Terkait keberadaan analisis dampak lingkungan (AMDAL), Sudirman menyatakan sepatutnya dibahas dari para pemangku kepentingan dan warga setempat, terkait sikap dan respon atau tanggapan dari masyarakat terdampak setempat.
"Dalam analisis dampak lingkungan penambangan batu andesit, bila sudah ada, seharusnya ditulis bagaimana tanggapan warga setempat. Risikonya apa dan bagaimana mitigasinya. Kalau Amdal baik-baik saja tetapi kenyataan berbeda, maka patut dipertanyakan kredibilitas dokumen itu,” papar Sudirman.
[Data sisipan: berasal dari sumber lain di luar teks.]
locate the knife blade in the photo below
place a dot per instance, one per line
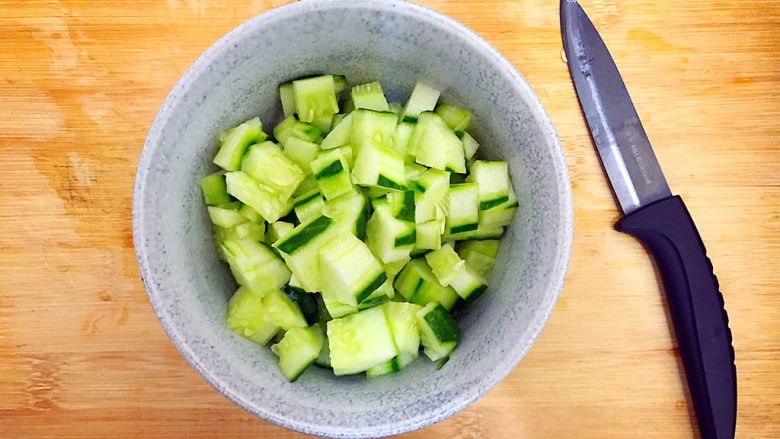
(660, 221)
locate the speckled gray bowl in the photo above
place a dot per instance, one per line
(396, 43)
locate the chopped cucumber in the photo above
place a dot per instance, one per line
(481, 264)
(439, 332)
(403, 327)
(250, 214)
(301, 152)
(233, 143)
(492, 179)
(372, 126)
(423, 98)
(389, 238)
(292, 127)
(299, 348)
(402, 205)
(331, 171)
(379, 203)
(463, 215)
(455, 117)
(266, 163)
(445, 264)
(245, 317)
(378, 166)
(281, 311)
(300, 250)
(395, 107)
(470, 146)
(360, 341)
(254, 265)
(214, 189)
(369, 96)
(315, 98)
(417, 284)
(225, 217)
(340, 135)
(436, 146)
(247, 230)
(429, 235)
(488, 247)
(431, 194)
(265, 200)
(350, 272)
(308, 205)
(350, 211)
(401, 137)
(287, 96)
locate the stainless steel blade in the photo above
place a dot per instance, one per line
(622, 144)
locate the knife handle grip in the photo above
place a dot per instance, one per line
(697, 310)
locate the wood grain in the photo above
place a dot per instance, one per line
(82, 354)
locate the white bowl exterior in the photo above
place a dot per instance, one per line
(398, 44)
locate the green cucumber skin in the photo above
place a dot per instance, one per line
(303, 201)
(390, 184)
(330, 170)
(406, 240)
(443, 325)
(485, 205)
(309, 232)
(376, 283)
(464, 228)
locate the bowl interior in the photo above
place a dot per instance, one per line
(397, 44)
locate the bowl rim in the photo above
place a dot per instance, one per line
(565, 204)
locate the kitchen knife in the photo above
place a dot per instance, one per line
(660, 221)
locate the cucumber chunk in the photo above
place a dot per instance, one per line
(359, 341)
(233, 143)
(455, 117)
(372, 126)
(245, 317)
(340, 135)
(403, 327)
(331, 171)
(292, 127)
(214, 189)
(463, 215)
(301, 152)
(417, 284)
(432, 193)
(254, 265)
(423, 98)
(378, 166)
(349, 211)
(225, 217)
(309, 205)
(389, 238)
(492, 177)
(266, 201)
(445, 264)
(281, 311)
(266, 163)
(439, 333)
(287, 96)
(369, 96)
(315, 98)
(470, 146)
(350, 272)
(299, 348)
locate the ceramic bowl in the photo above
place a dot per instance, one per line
(398, 44)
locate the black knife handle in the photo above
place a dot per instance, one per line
(697, 310)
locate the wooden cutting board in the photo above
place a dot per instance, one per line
(82, 354)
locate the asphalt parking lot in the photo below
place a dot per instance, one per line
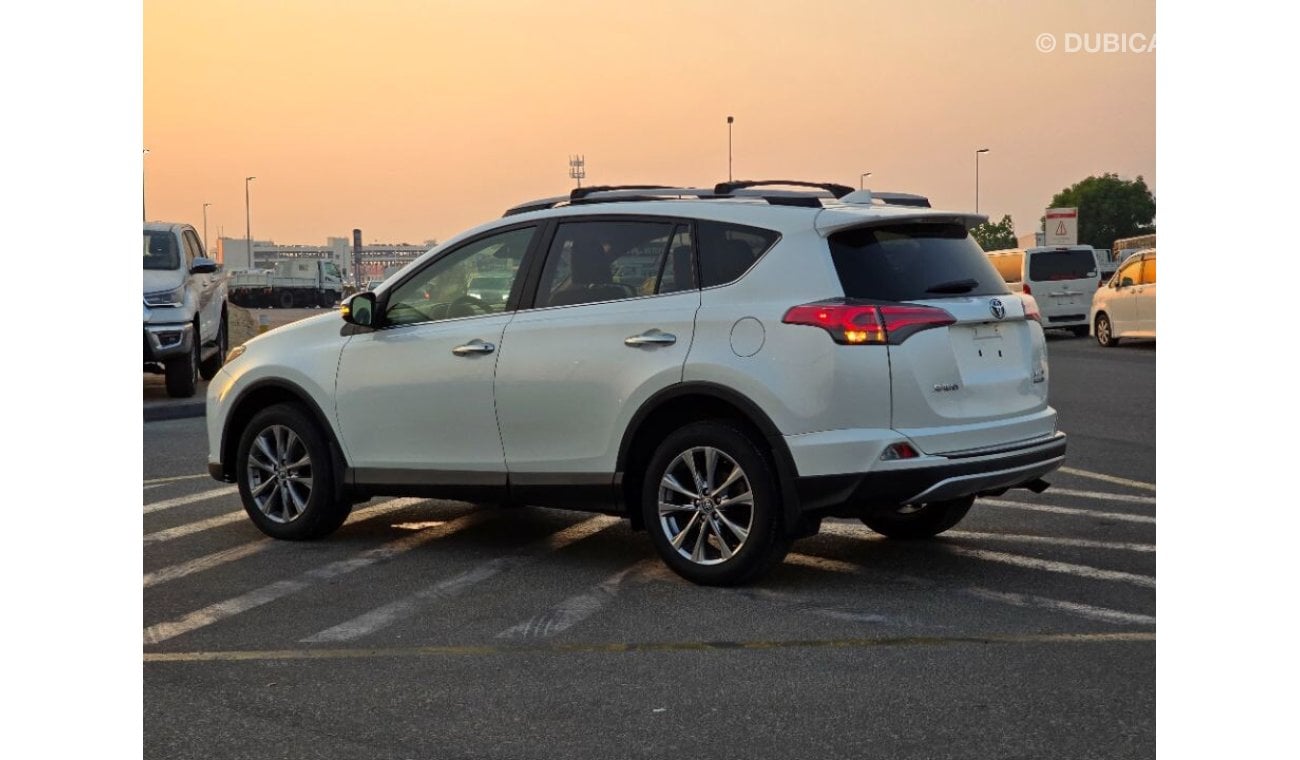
(442, 629)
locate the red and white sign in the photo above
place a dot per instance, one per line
(1062, 226)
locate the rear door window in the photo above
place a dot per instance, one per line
(913, 261)
(1047, 265)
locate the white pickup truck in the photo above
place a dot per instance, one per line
(295, 282)
(186, 333)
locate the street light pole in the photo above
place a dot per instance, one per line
(248, 221)
(206, 230)
(976, 177)
(143, 205)
(729, 120)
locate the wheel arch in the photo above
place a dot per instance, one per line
(690, 402)
(268, 392)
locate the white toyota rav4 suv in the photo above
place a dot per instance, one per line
(787, 355)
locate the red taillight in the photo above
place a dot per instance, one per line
(1031, 309)
(861, 325)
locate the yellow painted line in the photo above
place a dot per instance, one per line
(610, 648)
(1108, 478)
(156, 481)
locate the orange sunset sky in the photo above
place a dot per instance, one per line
(419, 118)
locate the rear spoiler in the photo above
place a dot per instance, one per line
(833, 220)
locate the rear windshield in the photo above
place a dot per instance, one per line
(1062, 265)
(160, 251)
(917, 261)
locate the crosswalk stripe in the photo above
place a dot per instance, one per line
(1071, 511)
(1053, 541)
(207, 561)
(1088, 611)
(402, 608)
(159, 481)
(190, 499)
(1108, 478)
(1051, 565)
(1101, 495)
(191, 528)
(576, 608)
(1060, 606)
(228, 608)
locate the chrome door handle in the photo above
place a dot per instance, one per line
(650, 338)
(473, 348)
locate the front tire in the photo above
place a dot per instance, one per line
(1105, 331)
(713, 507)
(918, 521)
(286, 476)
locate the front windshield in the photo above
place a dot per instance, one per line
(160, 251)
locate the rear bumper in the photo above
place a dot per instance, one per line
(952, 477)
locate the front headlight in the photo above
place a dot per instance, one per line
(165, 298)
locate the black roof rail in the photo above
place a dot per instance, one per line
(728, 187)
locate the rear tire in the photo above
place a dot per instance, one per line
(1104, 330)
(911, 522)
(286, 476)
(711, 506)
(182, 372)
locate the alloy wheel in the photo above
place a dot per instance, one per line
(280, 473)
(706, 506)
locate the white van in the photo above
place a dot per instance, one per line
(1060, 278)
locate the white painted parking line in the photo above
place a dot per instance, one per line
(1071, 511)
(160, 481)
(228, 608)
(190, 499)
(1101, 495)
(576, 608)
(230, 517)
(207, 561)
(1049, 565)
(862, 533)
(1108, 478)
(1061, 606)
(1053, 541)
(402, 608)
(984, 594)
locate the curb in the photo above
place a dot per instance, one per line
(176, 411)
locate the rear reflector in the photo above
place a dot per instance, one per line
(869, 325)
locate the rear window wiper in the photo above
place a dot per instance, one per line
(954, 286)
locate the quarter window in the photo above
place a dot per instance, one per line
(728, 251)
(473, 279)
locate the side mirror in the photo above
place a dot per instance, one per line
(360, 309)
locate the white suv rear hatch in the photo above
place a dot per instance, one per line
(975, 380)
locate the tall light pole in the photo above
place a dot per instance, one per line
(206, 250)
(729, 120)
(976, 177)
(143, 212)
(248, 221)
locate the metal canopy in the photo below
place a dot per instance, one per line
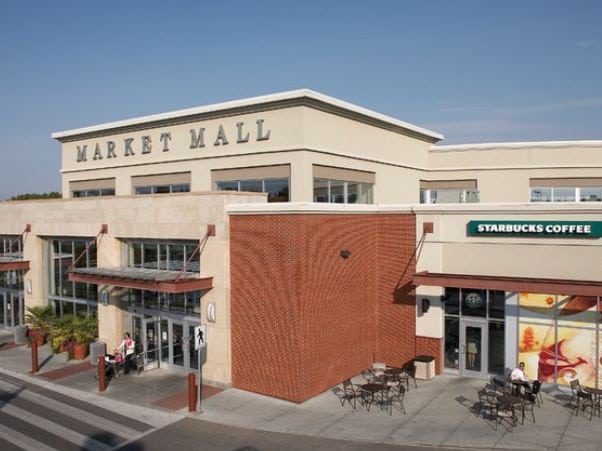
(142, 279)
(10, 263)
(521, 284)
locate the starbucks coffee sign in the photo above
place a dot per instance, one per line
(199, 138)
(564, 229)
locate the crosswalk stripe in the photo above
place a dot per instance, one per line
(21, 440)
(53, 428)
(67, 410)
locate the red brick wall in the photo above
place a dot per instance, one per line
(303, 318)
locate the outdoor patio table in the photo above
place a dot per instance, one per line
(597, 394)
(371, 389)
(515, 402)
(517, 386)
(394, 371)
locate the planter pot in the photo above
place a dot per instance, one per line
(80, 351)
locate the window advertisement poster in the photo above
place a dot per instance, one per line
(558, 338)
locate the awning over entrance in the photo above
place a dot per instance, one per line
(13, 264)
(142, 279)
(520, 284)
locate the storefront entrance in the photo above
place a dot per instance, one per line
(473, 358)
(11, 309)
(474, 332)
(165, 341)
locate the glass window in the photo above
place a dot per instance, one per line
(541, 194)
(163, 255)
(254, 186)
(564, 195)
(135, 255)
(452, 343)
(161, 189)
(352, 192)
(181, 188)
(590, 194)
(277, 190)
(497, 302)
(176, 257)
(149, 255)
(365, 195)
(337, 192)
(496, 348)
(227, 186)
(321, 190)
(143, 190)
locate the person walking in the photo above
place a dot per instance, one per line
(126, 347)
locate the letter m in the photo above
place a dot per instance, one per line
(81, 153)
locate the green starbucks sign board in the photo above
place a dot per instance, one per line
(564, 229)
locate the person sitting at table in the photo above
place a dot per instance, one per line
(518, 374)
(519, 378)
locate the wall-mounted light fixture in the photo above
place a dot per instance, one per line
(211, 312)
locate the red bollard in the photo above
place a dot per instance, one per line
(34, 355)
(191, 392)
(102, 382)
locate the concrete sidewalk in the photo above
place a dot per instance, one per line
(440, 413)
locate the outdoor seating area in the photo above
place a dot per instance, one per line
(506, 401)
(584, 399)
(381, 386)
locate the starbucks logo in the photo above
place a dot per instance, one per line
(473, 300)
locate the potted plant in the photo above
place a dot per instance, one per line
(84, 332)
(39, 319)
(61, 333)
Peran Aparat Pemda Dipertanyakan
Sudirman melihat ada persoalan serius yang harus segera dibereskan karena ketika Gubernur Jawa Tengah Ganjar Pranowo kembali datang ke Wadas untuk meminta maaf, tuntutan sebagian masyarakat masih sama. Warga Wadas bersikeras agar Gubernur Jawa Tengah membatalkan ijin usaha pertambangan batu andesit itu.
"Ada sesuatu yang serius yang harus dibereskan. Yang menjadi pertanyaan, di mana peran Pak Camat hingga Pak Bupati. Mungkin karena Izin Usaha Pertambangan memang sekarang menjadi kewenangan Gubernur atau Pemerintah Provinsi. Tetapi sebelum izin diberikan bukankah harus ada rekomendasi dari Bupati, Camat, bahkan Kepala Desa, “ ungkap dia.
Oleh karenanya, lanjut Sudirman, dialog adalah upaya terbaik. Ia berharap para pemimpin bisa benar-benar mengerjakan PR-nya namun tetap mampu memahami suasana kebatinan rakyat.
"Rakyat kita cukup hormat pada pemimpin kok. Tetapi kalau para pemimpin terjebak pada verbalisme (hanya omong besar, tidak memahami kenyataan di lapangan), terjebak pada populisme dan pencitraan, ya letupan-letupan sejenis yang terjadi di Wadas akan terulang. Semoga para pemimpin politik belajar dari kasus Wadas,” pungkas Sudirman Said.